Sebelumnya, Protect AI yang berbasis di Seattle juga meluncurkan alat open source yang disebut Vulnhuntr, mengklaim bahwa ia dapat mengeksploitasi model Claude AI Anthropic untuk menemukan kerentanan zero-hari di basis kode Python. Namun, tim Google menekankan bahwa kedua alat memiliki kegunaan yang berbeda, dan tidur besar menemukan kerentanan yang terkait dengan keamanan memori.
Saat ini, Big Sleep masih dalam tahap penelitian dan telah diuji terutama pada program kecil dengan kerentanan yang diketahui. Ini adalah pertama kalinya ia melakukan percobaan di lingkungan nyata. Untuk pengujian, tim peneliti mengumpulkan beberapa pengiriman terbaru dari basis kode SQLite, dan setelah analisis, menyesuaikan konten cepat model, dan akhirnya menemukan kerentanan.
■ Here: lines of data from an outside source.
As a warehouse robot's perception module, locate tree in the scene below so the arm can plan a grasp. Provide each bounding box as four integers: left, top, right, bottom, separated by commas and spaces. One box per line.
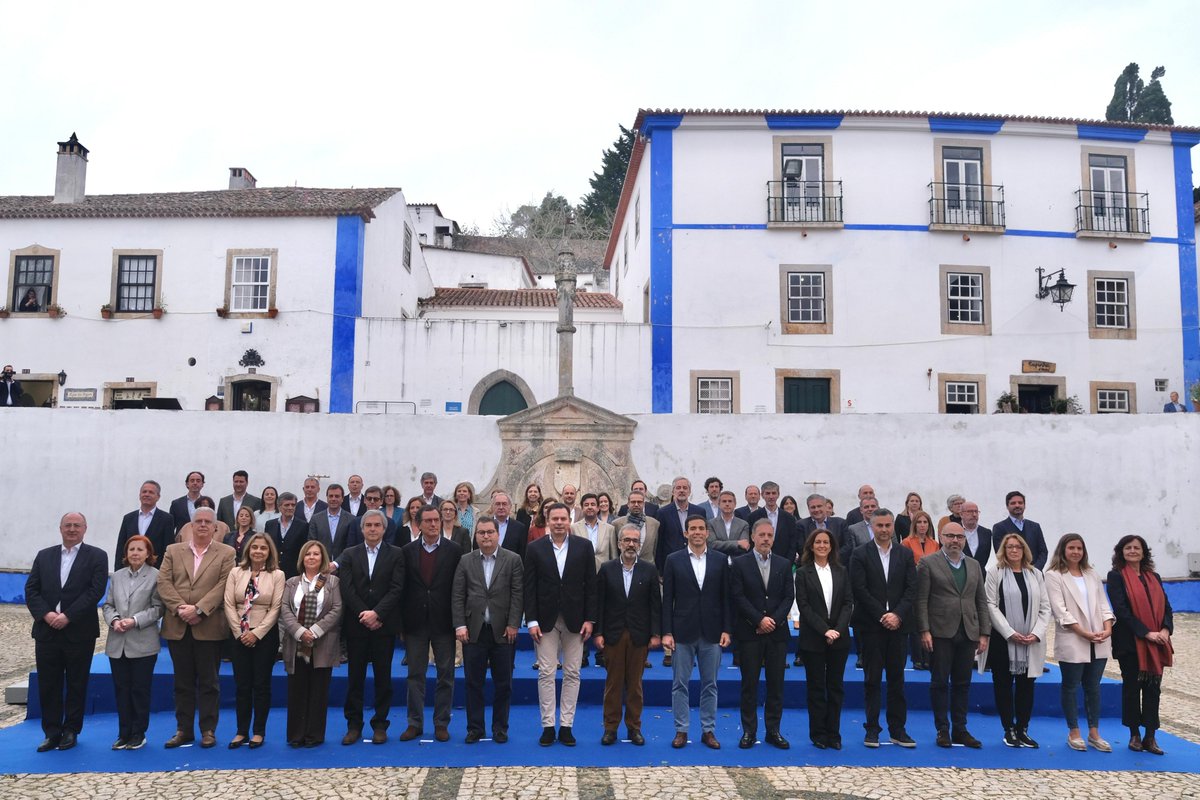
580, 125, 634, 229
1104, 62, 1175, 125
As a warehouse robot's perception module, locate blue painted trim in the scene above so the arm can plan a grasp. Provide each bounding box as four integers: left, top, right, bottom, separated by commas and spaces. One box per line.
1076, 125, 1147, 142
1171, 132, 1200, 387
329, 215, 366, 414
650, 124, 678, 414
929, 116, 1004, 136
763, 114, 846, 131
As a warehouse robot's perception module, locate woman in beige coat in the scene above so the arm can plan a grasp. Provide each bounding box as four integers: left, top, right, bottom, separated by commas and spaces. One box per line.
1045, 534, 1114, 753
224, 534, 284, 750
984, 534, 1050, 747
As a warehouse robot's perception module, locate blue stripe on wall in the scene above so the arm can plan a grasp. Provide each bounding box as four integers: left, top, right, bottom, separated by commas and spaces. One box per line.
642, 114, 683, 414
329, 216, 366, 414
1171, 131, 1200, 387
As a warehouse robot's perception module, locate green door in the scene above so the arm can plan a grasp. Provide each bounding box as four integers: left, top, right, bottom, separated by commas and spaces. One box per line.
784, 378, 829, 414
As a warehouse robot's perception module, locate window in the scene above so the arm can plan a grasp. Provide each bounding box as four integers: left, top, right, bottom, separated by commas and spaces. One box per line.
1087, 270, 1138, 339
229, 255, 271, 311
690, 369, 742, 414
940, 264, 991, 336
779, 265, 833, 333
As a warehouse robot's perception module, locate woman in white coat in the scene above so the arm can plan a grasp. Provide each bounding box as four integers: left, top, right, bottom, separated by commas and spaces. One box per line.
984, 534, 1050, 747
1045, 534, 1114, 753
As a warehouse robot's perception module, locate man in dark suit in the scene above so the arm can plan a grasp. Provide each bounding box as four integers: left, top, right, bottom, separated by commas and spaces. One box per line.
524, 503, 596, 747
308, 483, 354, 570
170, 470, 204, 541
266, 492, 308, 578
595, 523, 662, 746
850, 509, 917, 747
730, 519, 796, 750
337, 513, 404, 745
398, 506, 462, 741
217, 469, 263, 530
959, 500, 996, 570
662, 509, 731, 750
25, 512, 108, 753
991, 491, 1050, 570
450, 520, 524, 745
750, 481, 804, 564
916, 522, 988, 750
113, 481, 175, 571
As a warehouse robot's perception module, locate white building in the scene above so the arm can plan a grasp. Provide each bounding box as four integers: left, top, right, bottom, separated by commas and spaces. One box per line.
606, 110, 1200, 413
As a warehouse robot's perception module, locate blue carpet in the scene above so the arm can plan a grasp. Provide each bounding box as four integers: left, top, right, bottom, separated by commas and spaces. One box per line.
0, 706, 1200, 774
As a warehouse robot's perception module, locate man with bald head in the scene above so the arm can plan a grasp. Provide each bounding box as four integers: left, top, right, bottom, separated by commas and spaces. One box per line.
25, 511, 108, 753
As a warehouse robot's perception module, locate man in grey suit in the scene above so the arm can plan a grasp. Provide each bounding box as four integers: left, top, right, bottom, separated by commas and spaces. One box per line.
708, 492, 744, 559
450, 517, 524, 745
917, 522, 991, 748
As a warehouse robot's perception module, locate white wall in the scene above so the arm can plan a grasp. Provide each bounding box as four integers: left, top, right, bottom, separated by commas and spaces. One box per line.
0, 409, 1200, 577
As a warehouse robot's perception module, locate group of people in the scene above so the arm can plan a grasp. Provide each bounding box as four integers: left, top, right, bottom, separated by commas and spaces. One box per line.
26, 470, 1172, 753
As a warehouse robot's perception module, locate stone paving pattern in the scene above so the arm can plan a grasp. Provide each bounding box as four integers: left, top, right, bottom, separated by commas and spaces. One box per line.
0, 606, 1200, 800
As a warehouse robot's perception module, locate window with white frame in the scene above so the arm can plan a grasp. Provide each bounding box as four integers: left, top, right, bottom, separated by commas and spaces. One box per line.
229, 255, 271, 312
696, 378, 733, 414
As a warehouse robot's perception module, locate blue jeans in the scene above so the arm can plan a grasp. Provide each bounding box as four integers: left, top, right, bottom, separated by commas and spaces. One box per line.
671, 639, 721, 733
1058, 658, 1108, 728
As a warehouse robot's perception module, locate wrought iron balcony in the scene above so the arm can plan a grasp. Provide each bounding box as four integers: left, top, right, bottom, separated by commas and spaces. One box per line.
767, 179, 842, 224
1075, 188, 1150, 236
929, 182, 1004, 228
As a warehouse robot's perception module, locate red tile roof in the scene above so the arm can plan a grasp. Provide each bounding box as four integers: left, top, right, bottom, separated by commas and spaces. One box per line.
0, 186, 400, 219
420, 287, 622, 308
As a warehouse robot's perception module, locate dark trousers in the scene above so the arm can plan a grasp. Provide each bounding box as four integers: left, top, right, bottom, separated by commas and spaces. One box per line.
804, 648, 849, 741
858, 625, 908, 735
604, 631, 648, 733
288, 656, 333, 745
404, 631, 455, 730
460, 622, 514, 736
342, 630, 396, 730
233, 626, 280, 736
988, 637, 1040, 730
1117, 652, 1162, 733
34, 636, 96, 739
108, 652, 158, 739
739, 636, 787, 734
929, 625, 979, 733
167, 628, 222, 734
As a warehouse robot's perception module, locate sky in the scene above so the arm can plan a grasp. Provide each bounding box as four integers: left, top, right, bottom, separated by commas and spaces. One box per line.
0, 0, 1200, 233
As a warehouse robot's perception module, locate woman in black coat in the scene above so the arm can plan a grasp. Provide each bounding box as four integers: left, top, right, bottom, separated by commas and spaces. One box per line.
796, 530, 852, 750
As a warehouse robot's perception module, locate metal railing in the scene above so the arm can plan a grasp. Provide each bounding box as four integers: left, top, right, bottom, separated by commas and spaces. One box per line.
767, 180, 842, 222
1075, 188, 1150, 236
929, 182, 1004, 228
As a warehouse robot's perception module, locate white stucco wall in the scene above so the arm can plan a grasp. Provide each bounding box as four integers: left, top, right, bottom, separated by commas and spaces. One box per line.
0, 409, 1200, 577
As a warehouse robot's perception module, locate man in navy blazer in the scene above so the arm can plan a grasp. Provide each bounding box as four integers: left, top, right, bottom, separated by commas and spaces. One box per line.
25, 511, 108, 753
730, 519, 796, 750
662, 510, 731, 750
991, 489, 1050, 570
113, 481, 175, 571
850, 509, 917, 747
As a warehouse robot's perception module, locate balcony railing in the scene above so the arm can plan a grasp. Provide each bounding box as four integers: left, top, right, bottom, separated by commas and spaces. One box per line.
929, 182, 1004, 228
767, 180, 842, 223
1075, 188, 1150, 236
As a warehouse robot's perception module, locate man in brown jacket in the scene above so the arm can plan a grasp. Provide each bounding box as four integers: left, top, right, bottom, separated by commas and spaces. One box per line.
158, 509, 234, 747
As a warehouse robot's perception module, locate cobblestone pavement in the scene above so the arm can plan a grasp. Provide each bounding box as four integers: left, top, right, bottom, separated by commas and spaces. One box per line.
0, 606, 1200, 800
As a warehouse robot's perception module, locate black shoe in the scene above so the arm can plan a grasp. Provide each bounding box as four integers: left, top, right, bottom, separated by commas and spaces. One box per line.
767, 730, 792, 750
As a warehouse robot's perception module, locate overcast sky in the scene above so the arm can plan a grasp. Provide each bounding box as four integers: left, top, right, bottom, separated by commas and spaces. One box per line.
0, 0, 1200, 231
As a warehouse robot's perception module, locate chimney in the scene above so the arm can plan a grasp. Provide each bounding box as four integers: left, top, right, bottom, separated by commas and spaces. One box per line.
54, 133, 88, 203
229, 167, 258, 188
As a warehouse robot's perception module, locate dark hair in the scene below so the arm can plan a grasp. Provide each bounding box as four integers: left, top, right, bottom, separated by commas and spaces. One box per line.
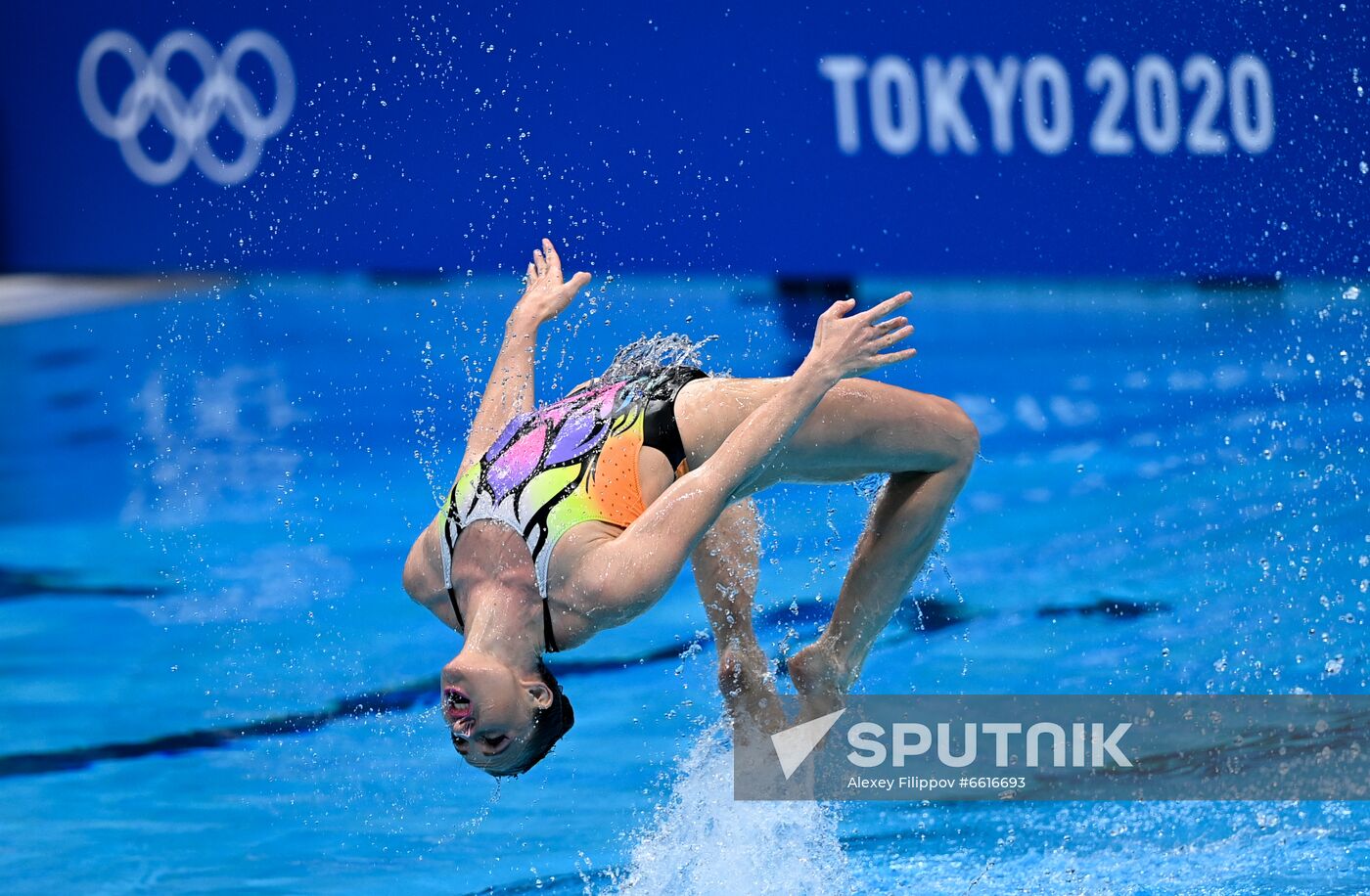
486, 657, 575, 779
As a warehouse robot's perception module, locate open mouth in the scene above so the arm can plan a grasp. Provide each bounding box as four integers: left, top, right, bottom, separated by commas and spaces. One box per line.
442, 688, 472, 725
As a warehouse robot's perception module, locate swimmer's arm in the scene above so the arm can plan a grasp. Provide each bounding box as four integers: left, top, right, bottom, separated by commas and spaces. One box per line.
458, 240, 590, 475
403, 526, 462, 632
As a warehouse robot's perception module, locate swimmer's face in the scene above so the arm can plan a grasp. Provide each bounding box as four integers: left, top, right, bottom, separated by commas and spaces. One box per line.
442, 650, 552, 774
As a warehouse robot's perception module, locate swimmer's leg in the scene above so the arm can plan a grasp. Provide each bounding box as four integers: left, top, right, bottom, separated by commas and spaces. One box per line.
675, 379, 980, 719
691, 500, 785, 733
789, 454, 974, 719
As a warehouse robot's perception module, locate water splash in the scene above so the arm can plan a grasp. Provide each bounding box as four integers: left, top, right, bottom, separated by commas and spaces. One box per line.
610, 722, 855, 896
599, 333, 718, 382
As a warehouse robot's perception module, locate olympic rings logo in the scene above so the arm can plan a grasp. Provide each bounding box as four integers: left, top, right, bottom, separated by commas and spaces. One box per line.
76, 30, 295, 185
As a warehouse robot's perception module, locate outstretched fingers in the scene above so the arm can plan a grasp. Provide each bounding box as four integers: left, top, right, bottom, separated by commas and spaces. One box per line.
566, 271, 590, 293
876, 325, 914, 352
542, 237, 562, 277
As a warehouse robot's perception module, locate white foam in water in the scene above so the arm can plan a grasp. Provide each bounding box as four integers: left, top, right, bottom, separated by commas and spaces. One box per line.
614, 724, 855, 896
Terlepas dari pencapaian ini, tim Google mengingatkan semua orang bahwa hasil ini masih dalam tahap yang sangat eksperimental, dan bahwa pengujian fuzz khusus tujuan saat ini mungkin sama efektifnya dalam menemukan kerentanan.
Poin -Poin Kunci:
** Model AI Google Big Sleep menemukan kerentanan keamanan memori sqlite untuk pertama kalinya. **
** Kerentanan ditetapkan sebelum rilis resminya, menandai kemajuan baru dalam AI dalam penemuan kerentanan. **
** Terlepas dari hasilnya, Google menekankan bahwa hasil saat ini masih eksperimental dan fuzzing masih valid. **
Singkatnya, kasus Big Sleep yang sukses menunjukkan potensi AI di bidang keamanan perangkat lunak, tetapi juga mengingatkan kita bahwa alat AI masih dalam tahap pengembangan dan perlu dikombinasikan dengan metode tradisional untuk lebih memainkan peran dibutuhkan di masa depan untuk meningkatkan.